Over the course of three years, Shara Mays evolved her artistic practice from a focus on Southern landscapes and family struggles to a chase after freedom and identity. Today, she is searching for ways to depict unknowable emotions and imagery. The act of painting helps in this quest.
For Mays, the studio is a point of departure, where the pursuit of liberty begins.
She is a visual artist, she claims, because she doesn’t know how to do anything else. Also because, at an early age, she realized that she couldn’t exist without art in her life.
Born in Tarboro, North Carolina, Mays moved to Colorado at age 11. She completed her BFA at The Corcoran College of Art at George Washington University and lived in New York for a time. In 2004, after the birth of her first daughter, her family followed friends to the Bay Area, eventually making the Temescal neighborhood of Oakland their home. Mays earned her MFA at San Francisco Art Institute in 2020.
After college, she became a visual designer and art director, working for cosmetic companies and Peet’s Coffee. Reaching a turning point 10 years ago, she slowly started moving away from design and back into creating contemporary art full-time.
“I always felt that I wanted to use my art to answer more philosophical questions about life,” Mays told 48hills. “What is our place here on Earth? How do we relate to those who have come before us? How can we exist in this world in a productive way? How can we overcome adversity?”
Mays is resolute, evolving, and colorful in her pursuits. A new studio in Balboa Park provides a roomy, light-filled space that allows her to leave messes, sketches, and works-in-progress all over the place. Prior to that, she worked as an affiliate artist at Headlands Center for the Arts in Sausalito for nine months. She’s also worked from a backyard studio space, though she prefers having a studio that is not close to home.

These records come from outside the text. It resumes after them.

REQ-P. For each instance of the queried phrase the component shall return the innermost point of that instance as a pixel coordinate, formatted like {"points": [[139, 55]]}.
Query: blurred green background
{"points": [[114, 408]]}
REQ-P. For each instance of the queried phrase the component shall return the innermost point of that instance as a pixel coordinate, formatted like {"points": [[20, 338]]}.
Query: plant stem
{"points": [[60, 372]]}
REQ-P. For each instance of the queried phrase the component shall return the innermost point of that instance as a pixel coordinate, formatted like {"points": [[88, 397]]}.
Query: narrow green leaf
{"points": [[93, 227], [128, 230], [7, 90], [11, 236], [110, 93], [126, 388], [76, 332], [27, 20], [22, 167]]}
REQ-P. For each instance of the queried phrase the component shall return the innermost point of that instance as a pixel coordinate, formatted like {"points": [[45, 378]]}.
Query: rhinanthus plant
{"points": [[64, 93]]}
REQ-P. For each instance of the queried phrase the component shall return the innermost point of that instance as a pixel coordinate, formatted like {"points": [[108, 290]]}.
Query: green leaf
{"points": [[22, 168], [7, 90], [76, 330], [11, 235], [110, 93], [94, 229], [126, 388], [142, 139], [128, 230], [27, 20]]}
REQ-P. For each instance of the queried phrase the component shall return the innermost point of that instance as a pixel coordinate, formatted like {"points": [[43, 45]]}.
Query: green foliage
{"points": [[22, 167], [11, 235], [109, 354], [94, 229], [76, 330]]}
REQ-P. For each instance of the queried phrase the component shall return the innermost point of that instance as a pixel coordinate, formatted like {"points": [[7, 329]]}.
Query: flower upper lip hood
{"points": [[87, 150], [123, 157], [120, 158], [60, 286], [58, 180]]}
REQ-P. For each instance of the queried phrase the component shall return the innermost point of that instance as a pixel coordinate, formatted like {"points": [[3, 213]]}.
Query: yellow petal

At a certain point in her career, she began shifting from literal to internal landscapes. The first paintings in this latter vein were inspired by a family photo from the 1950s of her dad as a toddler. In the photo, he is being held by an older cousin while two other relatives stand alongside them, surrounded by a thicket of lush bushes in her aunt’s front yard.
“Their neighborhood, an all-Black community on the east side of town, feels safe in the photo, even though I know the world surrounding them in the South was not safe for Black children, especially Black boys,” Mays said.
She became interested in conjuring up, on canvas, a safe Eden for ancestors like her father who are no longer alive, and who deserved transcendence from the limitations of racism.
On her studio wall are printouts of vintage imagery of Black Americans interacting in some way with the land. She sources them from the public domain online archives of the Schomburg Center for Research in Black Culture.
Mays’ great-grandfather was a sharecropper, and his descendent is interested in the Black American journey from slavery to farming to widespread removal from any connection to the land. She’s curious about how the modern lived experience is synonymous with the urban landscape.
Her paintings translate this history through bold and expressive means.
“I really believe that my paintings are helping me to learn about things in this world that are indescribable, unknowable—even emotions I have no way to define, or memories I no longer have access to,” Mays said.
The artist feels guided by her intensity and determination to have those experiences made tangible, while letting the innate qualities of paint primarily dominate the work.
“I really embrace drips and splashes and the way paint dries on the canvas,” she said. “Color, color, and more color—I can’t get enough of it. I am obsessed with vibrancy.”
Freedom as the main ingredient is both subject and motivation, as Mays aims to get into “the zone” by also letting go of what she’s learned over the years.
“I try to do whatever the hell I want to with each canvas,” she said. “I’m looking for immediacy, for accepting mistakes, for overcoming the challenges of each composition. I’m relying on my instincts, on muscle memory, so that compositions emerge on the surface that wouldn’t otherwise.”
Though hers is a methodical process, it is also minimal. Starting with her paintings on the floor, Mays applies gesso and high fluid acrylic paint for their first layer, which is all about physical interaction with the canvas. From there, she takes her work to the wall, and begins a more concerted effort to address a narrative, however loosely.
“In every piece, there’s a moment where I struggle,” she said. “I feel like I’ve messed up even. But I keep going because that’s part of the work. I want that struggle embedded into the canvas. I work through the struggle. It’s a lot like life.”
After recent exhibitions at Jenkins Johnson and Chandran galleries, Mays is back in her studio doing drawings and research for a new body of work. Her work is included in “Terra Firma,” through March 19 at New Museum Los Gatos (NUMU.) Mays will have a solo exhibition at Fourth Wall Gallery in Oakland in the spring.
Every piece of Mays’ work is open for interpretation. To her, art is made by the artist but consumed by the viewer. Her sizable canvases, some as large as 84 by 72 inches, allow viewers a kind of full-body immersion, a chance to enter and explore her magical lands.